How spatial structure and neighbor uncertainty promote mutualists and weaken black queen effects.

S. Stump,Evan C. Johnson,Zepeng Sun,C. Klausmeier

Published 2018 in Journal of Theoretical Biology

ABSTRACT

The ubiquity of cooperative cross-feeding (a resource-exchange mutualism) raises two related questions: Why is cross-feeding favored over self-sufficiency, and how are cross-feeders protected from non-producing cheaters? The Black Queen Hypothesis suggests that if leaky resources are costly, then there should be selection for either gene loss or self-sufficiency, but selection against mutualistic inter-dependency. Localized interactions have been shown to protect mutualists against cheaters, though their effects in the presence of self-sufficient organisms are not well understood. Here we develop a stochastic spatial model to examine how spatial effects alter the predictions of the Black Queen Hypothesis. Microbes need two essential resources to reproduce, which they can produce themselves (at a cost) or take up from neighbors.
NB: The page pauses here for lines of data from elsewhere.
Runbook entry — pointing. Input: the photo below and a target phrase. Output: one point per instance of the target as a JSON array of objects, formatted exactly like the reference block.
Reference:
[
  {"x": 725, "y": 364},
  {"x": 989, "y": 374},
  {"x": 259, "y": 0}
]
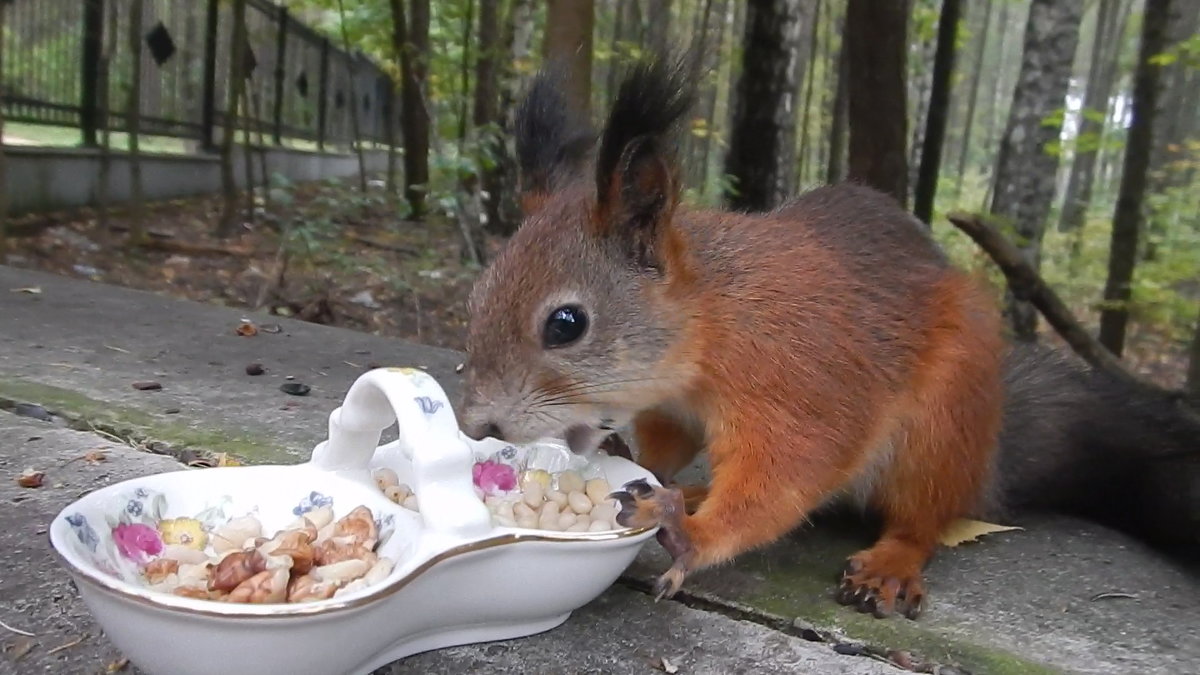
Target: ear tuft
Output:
[
  {"x": 552, "y": 138},
  {"x": 651, "y": 101}
]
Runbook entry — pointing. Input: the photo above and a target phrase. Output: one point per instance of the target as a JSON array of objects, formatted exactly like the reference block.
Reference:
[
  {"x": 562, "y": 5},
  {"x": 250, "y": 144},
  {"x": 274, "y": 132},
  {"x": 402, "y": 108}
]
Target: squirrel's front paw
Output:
[{"x": 646, "y": 506}]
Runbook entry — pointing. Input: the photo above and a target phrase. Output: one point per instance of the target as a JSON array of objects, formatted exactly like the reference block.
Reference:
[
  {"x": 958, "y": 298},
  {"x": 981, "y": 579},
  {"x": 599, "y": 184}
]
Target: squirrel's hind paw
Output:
[{"x": 880, "y": 592}]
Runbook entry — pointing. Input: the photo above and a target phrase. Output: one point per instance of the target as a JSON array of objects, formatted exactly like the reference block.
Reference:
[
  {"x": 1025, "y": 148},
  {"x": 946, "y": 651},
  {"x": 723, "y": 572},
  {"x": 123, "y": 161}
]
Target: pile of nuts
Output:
[
  {"x": 563, "y": 502},
  {"x": 312, "y": 559}
]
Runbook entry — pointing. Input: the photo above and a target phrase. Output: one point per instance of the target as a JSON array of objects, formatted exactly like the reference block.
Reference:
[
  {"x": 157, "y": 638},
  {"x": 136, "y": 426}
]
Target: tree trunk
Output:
[
  {"x": 807, "y": 107},
  {"x": 1179, "y": 85},
  {"x": 658, "y": 24},
  {"x": 1128, "y": 215},
  {"x": 994, "y": 102},
  {"x": 876, "y": 48},
  {"x": 1177, "y": 117},
  {"x": 502, "y": 183},
  {"x": 411, "y": 40},
  {"x": 705, "y": 64},
  {"x": 919, "y": 94},
  {"x": 839, "y": 117},
  {"x": 969, "y": 121},
  {"x": 106, "y": 136},
  {"x": 4, "y": 157},
  {"x": 486, "y": 115},
  {"x": 1025, "y": 172},
  {"x": 389, "y": 129},
  {"x": 133, "y": 125},
  {"x": 468, "y": 21},
  {"x": 939, "y": 106},
  {"x": 1192, "y": 387},
  {"x": 1105, "y": 51},
  {"x": 762, "y": 147},
  {"x": 569, "y": 40},
  {"x": 355, "y": 103},
  {"x": 725, "y": 15},
  {"x": 228, "y": 220}
]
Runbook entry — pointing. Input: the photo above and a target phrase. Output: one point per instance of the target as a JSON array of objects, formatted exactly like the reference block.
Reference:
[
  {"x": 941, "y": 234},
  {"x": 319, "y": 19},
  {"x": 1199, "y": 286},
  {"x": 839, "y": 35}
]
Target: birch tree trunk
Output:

Additionally, microbes need empty sites to give birth into. Under well mixed mean-field conditions, the cross-feeders will always be displaced by a non-producer and a self-sufficient microbe. However, localized interactions have two effects that favor production. First, a microbe that interacts with a small number of neighbors will not always receive the essential resources it needs; this effect slightly harms cross-feeders but greatly harms non-producers. Second, microbes tend to displace other microbes that produce resources they need; this effect also slightly harms cross-feeders but greatly harms non-producers. Our work therefore suggests localized interactions produce an accelerating cost of non-production. Thus, the right trade-off between the cost of producing resources and the cost of sometimes being resource-limited can favor mutualistic inter-dependence over both self-sufficiency and non-production.